# Mensch Ärger dich nicht



## Guest (26. Jun 2007)

Hi
ich muss das Spiel mensch Ärger dich nicht für die Schule programmieren und würde mir vorher gern einige Beispiele anschauen. Hat jemand schon zufällig dieses Spiel programmiert oder weis wo man sich soetwas laden kann? Habe schon überall in google geschaut aber ohne Erfolg.

Bs


----------



## P3AC3MAK3R (26. Jun 2007)

Copy & Paste ist sicher nicht der Sinn der Übung...
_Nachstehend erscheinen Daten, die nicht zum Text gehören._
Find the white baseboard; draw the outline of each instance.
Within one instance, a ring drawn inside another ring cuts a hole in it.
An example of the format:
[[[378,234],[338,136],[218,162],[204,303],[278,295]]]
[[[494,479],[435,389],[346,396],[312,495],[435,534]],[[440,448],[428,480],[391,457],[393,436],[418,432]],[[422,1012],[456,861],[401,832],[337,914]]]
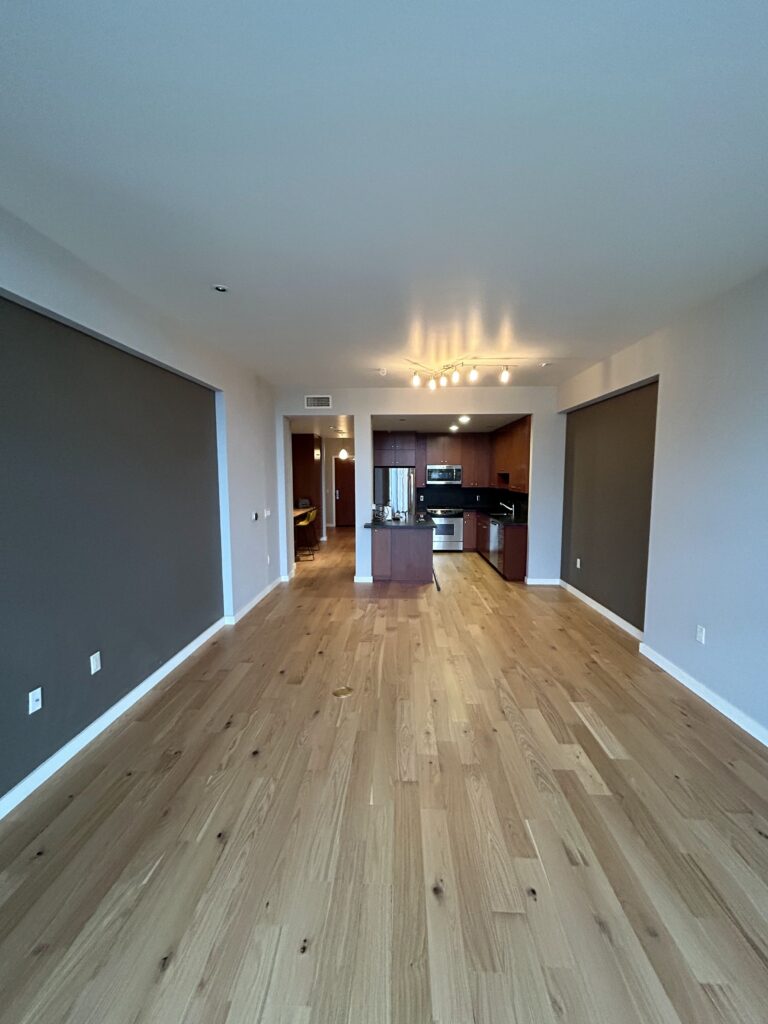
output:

Überlege Dir ein Konzept, versuche es umzusetzen und stelle gezielte Fragen, wenn Du auf ein konkretes Problem stößt.


----------



## Guest (26. Jun 2007)

Ja das Problem ist bloß das meine kentnisse dazu nicht ausreichen und ich es alleine nicht schaffe. Einfach etwas zu kopieren würde sofort auffallen und das ist nicht in meinem interresse.


----------



## MasterEvil (26. Jun 2007)

Ach, einfach anfangen 
Erstmal die Oberfläche basteln, und dann wirst schon weiter sehen.
Wenn du das für die Schule machen sollst dann werden dir die Lehrer ja auch sicherlich auch noch helfen und Tips geben!


----------



## Guest (26. Jun 2007)

Habe schon angefangen und komme nicht mehr weiter und habe leider nur noch 10 tage Zeit.....


----------



## MasterEvil (26. Jun 2007)

Na dann sag wo du fest hängst!
Was hast du denn schon alles und was musst du nochmachen?


----------



## Guest (26. Jun 2007)

Immoment hänge ich daran wie ich meine Figur bewegen soll. Ich habe von allen Spielfeldern die x-und y-Koordinaten in 2 Arrays einsortiert und einen neuen Kreis als SPielfigur erstellt. Ich habe jetzt aber keinen blassen Schimmer wie ich sie bewegen soll. Therethisch muss ich ja nur die Arraywerte um die Würfelanzahl erhöhen und bis zum nächsten Wurf speichern komm aber nicht weiter weil mir einfach nciht einfällt wie man das machen könnte. Ausserdem habe ich große Probleme damit Variablen auf andere Klassen und Methoden zu übergeben.
Siehe:
http://www.java-forum.org/de/topic51643_bertragen-variablen-auf-andere-klassen-methoden.html


----------